Nanci Newton, director for the Center for Victim Advocacy and Violence Prevention, said several parallels exist in how the issue is being addressed. 

“In both cases you have large bureaucratic systems trying to deal with the issue and then not dealing with it well because of the consequences of owning up to it and dealing with it on a systemic level,” she said. “In some cases it’s willful ignorance of those that want to pretend it’s not a problem, but in some cases you have a lot of individuals trying to do the right thing and not knowing how to deal with problems of this magnitude in an effective way.”

But Newton, who said she has worked with more than 10,000 survivors of sexual violence from both military and civilian backgrounds since the 1970s Vietnam War era, said the parallels have continued to grow in her experience. She said she has seen the frequency of rape between comrades-in-arm increase since the Gulf War. 

Kelly Addington, a fulltime employee of USF’s Women in Leadership and Philanthropy and founder of onestudent.org, a website designed to help college victims of sexual assault navigate their campus systems to seek help and report it, said much of the problem, both in the military and civilian life, stems from unclear definitions of rape and consent. 

One university she worked with, she said, had a 2.5 page definition of consent. 

“If you give a student or an Air Force general a two and a half page definition, they’re not going to remember it,” Addington said. 

Instead, she encouraged teaching the concept of consent to middle and high schoolers – phases of education that both college students and every rank of military personnel go through. 

Jodie Sweezey, a Ph.D. student in anthropology and a Marine Corps veteran currently in active reserves, said during her time in the military, she often received days of meaningful, intense training. 

But at times they were “knee-jerk” reactions, she said. On the whole, she said the military could do a better job of talking about consent and what it means – for example, she said, many people she spoke to did not know that if a woman has one drink, she cannot give consent according to military guidelines. 

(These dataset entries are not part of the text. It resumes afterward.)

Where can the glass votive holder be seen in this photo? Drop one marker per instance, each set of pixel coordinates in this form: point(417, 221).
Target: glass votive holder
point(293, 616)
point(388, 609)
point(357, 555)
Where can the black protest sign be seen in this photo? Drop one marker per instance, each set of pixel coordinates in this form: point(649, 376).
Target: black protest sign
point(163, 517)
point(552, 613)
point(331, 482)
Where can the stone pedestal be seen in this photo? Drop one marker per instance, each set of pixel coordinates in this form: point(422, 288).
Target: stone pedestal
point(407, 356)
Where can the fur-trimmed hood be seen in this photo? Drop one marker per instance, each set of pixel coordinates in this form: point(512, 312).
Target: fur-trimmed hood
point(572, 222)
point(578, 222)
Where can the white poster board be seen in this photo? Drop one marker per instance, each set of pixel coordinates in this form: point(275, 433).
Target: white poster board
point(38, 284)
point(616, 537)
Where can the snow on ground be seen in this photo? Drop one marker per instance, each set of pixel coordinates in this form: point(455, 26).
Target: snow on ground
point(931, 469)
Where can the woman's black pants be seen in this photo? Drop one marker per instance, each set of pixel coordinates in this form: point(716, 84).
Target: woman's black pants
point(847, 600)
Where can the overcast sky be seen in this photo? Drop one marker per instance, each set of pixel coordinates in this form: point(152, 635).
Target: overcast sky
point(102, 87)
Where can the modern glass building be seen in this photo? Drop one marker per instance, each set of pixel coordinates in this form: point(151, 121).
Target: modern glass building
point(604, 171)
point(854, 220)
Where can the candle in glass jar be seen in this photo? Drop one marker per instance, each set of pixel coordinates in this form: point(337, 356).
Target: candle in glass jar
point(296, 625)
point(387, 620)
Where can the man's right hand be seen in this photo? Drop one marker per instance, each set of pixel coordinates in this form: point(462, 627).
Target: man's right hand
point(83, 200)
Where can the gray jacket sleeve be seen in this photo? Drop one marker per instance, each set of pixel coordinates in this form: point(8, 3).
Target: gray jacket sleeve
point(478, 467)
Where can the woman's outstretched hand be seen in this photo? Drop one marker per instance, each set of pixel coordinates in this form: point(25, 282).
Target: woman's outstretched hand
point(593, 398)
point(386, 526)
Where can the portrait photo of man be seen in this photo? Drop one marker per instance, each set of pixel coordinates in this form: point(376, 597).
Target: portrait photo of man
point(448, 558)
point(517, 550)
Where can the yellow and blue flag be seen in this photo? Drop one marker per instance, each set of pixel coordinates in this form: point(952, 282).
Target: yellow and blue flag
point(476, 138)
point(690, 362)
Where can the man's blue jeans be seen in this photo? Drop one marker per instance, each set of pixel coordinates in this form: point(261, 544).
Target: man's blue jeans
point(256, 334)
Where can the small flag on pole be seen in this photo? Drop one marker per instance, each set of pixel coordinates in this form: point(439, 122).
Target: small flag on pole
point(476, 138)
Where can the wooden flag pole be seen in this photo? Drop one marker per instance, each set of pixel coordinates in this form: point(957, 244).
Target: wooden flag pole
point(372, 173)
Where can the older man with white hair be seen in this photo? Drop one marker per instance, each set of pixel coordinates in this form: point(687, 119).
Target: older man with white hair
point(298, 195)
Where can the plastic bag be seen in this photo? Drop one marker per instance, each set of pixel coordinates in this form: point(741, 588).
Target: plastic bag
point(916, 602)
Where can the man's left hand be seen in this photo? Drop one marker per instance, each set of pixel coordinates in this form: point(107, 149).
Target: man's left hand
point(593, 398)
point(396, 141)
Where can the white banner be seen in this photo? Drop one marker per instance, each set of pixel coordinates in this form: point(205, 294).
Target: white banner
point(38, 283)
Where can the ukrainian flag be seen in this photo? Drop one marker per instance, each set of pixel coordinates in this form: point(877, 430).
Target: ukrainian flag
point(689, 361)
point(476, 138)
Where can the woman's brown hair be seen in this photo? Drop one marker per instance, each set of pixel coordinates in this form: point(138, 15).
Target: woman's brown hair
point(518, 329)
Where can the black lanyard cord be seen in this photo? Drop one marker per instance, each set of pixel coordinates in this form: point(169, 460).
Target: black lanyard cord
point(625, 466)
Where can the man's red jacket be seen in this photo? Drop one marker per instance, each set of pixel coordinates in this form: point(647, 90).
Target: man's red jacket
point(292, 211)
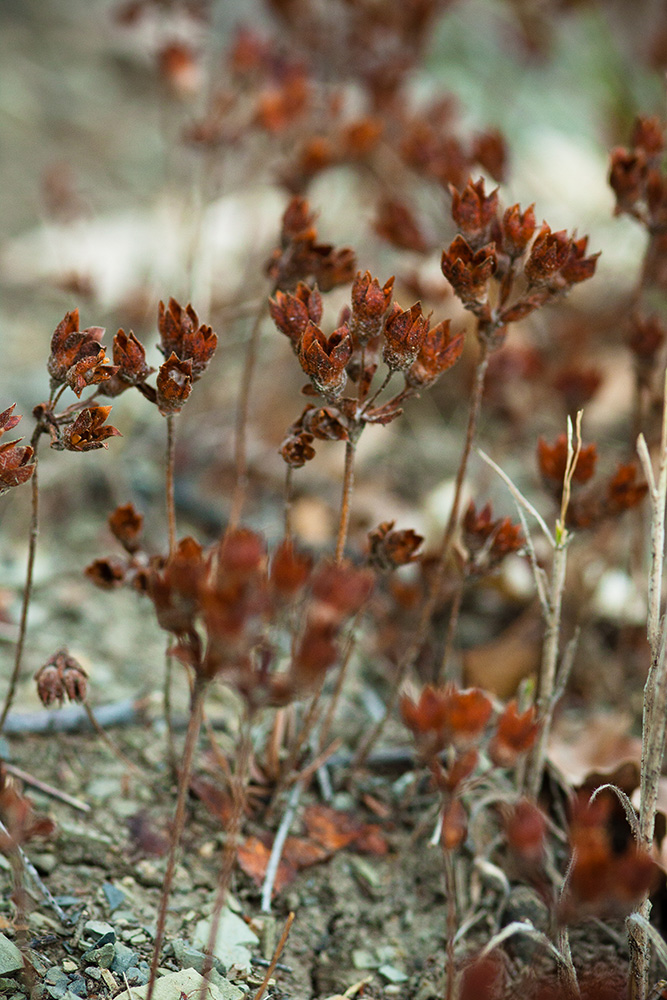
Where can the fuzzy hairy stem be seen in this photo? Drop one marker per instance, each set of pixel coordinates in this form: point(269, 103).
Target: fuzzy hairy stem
point(194, 725)
point(27, 587)
point(348, 482)
point(545, 702)
point(452, 920)
point(410, 655)
point(654, 718)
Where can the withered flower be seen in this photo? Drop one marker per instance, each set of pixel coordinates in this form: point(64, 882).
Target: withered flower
point(444, 716)
point(17, 462)
point(87, 432)
point(324, 359)
point(467, 271)
point(390, 549)
point(297, 449)
point(578, 267)
point(473, 211)
point(174, 384)
point(70, 345)
point(181, 334)
point(517, 229)
point(404, 335)
point(291, 312)
point(515, 734)
point(439, 352)
point(129, 354)
point(370, 303)
point(61, 677)
point(488, 541)
point(548, 254)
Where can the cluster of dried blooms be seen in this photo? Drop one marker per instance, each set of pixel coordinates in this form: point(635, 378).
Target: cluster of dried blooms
point(529, 267)
point(62, 676)
point(372, 329)
point(587, 508)
point(16, 460)
point(231, 607)
point(448, 726)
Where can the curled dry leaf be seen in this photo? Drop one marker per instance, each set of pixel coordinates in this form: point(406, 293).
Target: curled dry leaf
point(17, 461)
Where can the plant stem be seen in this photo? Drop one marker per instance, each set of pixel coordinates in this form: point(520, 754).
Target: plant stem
point(171, 507)
point(194, 725)
point(415, 645)
point(452, 920)
point(348, 482)
point(240, 797)
point(276, 955)
point(242, 414)
point(654, 717)
point(548, 666)
point(27, 588)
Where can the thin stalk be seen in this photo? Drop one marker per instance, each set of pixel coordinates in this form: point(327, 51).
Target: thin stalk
point(428, 607)
point(654, 718)
point(240, 798)
point(194, 725)
point(452, 921)
point(171, 507)
point(348, 482)
point(548, 669)
point(27, 587)
point(276, 955)
point(445, 670)
point(242, 415)
point(289, 484)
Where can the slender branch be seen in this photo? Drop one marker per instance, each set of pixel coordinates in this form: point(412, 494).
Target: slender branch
point(276, 955)
point(348, 482)
point(27, 588)
point(654, 717)
point(230, 850)
point(171, 507)
point(278, 845)
point(194, 725)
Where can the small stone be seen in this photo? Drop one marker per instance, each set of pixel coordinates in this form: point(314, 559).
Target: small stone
point(102, 957)
point(115, 897)
point(44, 863)
point(77, 986)
point(10, 956)
point(98, 929)
point(362, 959)
point(175, 984)
point(149, 874)
point(124, 957)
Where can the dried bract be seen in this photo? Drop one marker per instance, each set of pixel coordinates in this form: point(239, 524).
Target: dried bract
point(62, 676)
point(17, 461)
point(87, 432)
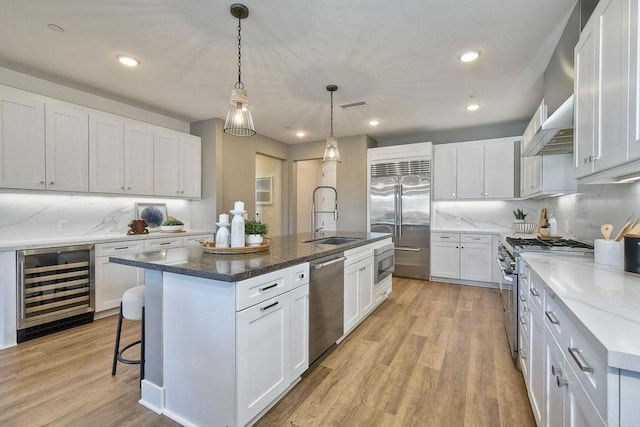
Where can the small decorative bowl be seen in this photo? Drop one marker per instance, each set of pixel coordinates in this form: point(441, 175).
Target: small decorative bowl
point(171, 228)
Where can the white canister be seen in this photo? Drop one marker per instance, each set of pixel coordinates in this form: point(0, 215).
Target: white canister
point(608, 252)
point(237, 231)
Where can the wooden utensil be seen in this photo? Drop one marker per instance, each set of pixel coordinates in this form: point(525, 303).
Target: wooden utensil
point(623, 231)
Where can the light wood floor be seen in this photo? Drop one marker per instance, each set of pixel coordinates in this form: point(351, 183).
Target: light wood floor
point(432, 355)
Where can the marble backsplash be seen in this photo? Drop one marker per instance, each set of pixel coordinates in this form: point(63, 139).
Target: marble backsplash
point(595, 205)
point(481, 215)
point(32, 216)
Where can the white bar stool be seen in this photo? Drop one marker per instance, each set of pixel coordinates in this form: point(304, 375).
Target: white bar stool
point(131, 308)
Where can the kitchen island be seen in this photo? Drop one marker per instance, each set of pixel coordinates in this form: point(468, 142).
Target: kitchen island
point(227, 335)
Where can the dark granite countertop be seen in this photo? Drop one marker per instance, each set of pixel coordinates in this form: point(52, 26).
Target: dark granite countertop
point(284, 251)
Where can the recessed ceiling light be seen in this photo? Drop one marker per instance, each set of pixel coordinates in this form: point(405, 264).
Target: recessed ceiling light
point(56, 28)
point(470, 56)
point(127, 60)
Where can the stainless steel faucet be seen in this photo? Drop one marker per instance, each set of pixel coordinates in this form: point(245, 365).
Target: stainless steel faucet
point(314, 212)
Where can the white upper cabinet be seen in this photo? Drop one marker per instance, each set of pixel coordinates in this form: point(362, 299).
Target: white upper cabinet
point(21, 143)
point(138, 158)
point(634, 83)
point(177, 161)
point(470, 167)
point(67, 148)
point(475, 170)
point(444, 171)
point(499, 169)
point(106, 153)
point(606, 113)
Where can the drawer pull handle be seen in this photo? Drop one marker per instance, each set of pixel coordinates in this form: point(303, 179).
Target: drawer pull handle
point(268, 287)
point(561, 381)
point(268, 306)
point(552, 317)
point(577, 356)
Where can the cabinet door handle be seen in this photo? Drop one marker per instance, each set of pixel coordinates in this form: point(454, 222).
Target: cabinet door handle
point(268, 306)
point(552, 317)
point(267, 287)
point(577, 357)
point(561, 381)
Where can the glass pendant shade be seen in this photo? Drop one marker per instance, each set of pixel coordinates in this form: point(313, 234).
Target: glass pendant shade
point(331, 153)
point(239, 121)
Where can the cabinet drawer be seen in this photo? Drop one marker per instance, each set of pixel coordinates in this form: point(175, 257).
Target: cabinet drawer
point(165, 243)
point(195, 239)
point(445, 237)
point(555, 319)
point(107, 249)
point(536, 292)
point(589, 365)
point(299, 275)
point(476, 238)
point(257, 289)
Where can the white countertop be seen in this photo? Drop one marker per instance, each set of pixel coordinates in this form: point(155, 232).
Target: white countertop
point(37, 243)
point(605, 299)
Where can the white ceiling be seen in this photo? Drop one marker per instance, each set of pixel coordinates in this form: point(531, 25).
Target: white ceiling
point(398, 56)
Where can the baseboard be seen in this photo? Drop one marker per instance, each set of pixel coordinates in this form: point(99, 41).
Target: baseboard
point(465, 282)
point(152, 397)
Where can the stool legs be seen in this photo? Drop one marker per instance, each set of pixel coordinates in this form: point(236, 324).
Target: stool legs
point(118, 353)
point(116, 349)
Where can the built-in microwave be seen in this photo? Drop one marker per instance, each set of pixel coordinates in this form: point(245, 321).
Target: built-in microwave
point(384, 260)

The issue is similar on college campuses, Newton said. 

“Every university has a culture,” she said. “On a lot of college campuses, certainly this one, the context of sexual violence is the context of drinking and having fun and partying and those things. That culture is part of what has to be broken through, where the perception of gender roles still exist.”

But Addington said she doesn’t think that culture could be broken.  

“I’d be a hypocrite if I told people not to drink,” she said. “Alcohol is often involved with sexual assault. But alcohol doesn’t rape people. People rape people.” 

But consistency among universities’ definitions of what consent means, she said, would be helpful in establishing consistency. 

“We need to teach what consent is and what enthusiastic consent is,” she said. “We need to teach people to wait for ‘yes’ instead of ‘no.'”

Newton said while some things have progressed, culture is still in need of changing. 

Police no longer ask victims if they had an orgasm when rape is reported, she said. Women no longer have to prove they were unconscious in order for it to count as rape.

But victims’ social circles still blame them and people still side with the offenders, she said. 

Jose Hernandez, a Title IX Coordinator for USF and Chief Diversity Officer who attended the session, said he hoped to see campaigns to change specific behaviors that could lead to cultural change.

“Even if you don’t have the legal standing as a crime, we need to see it’s harmful. There’s got to be a realization that it has to stop,” he said. “To win a case, they look for if there is enough evidence, are there enough witnesses. It doesn’t matter to me. Someone was harmed. Someone’s life was changed.”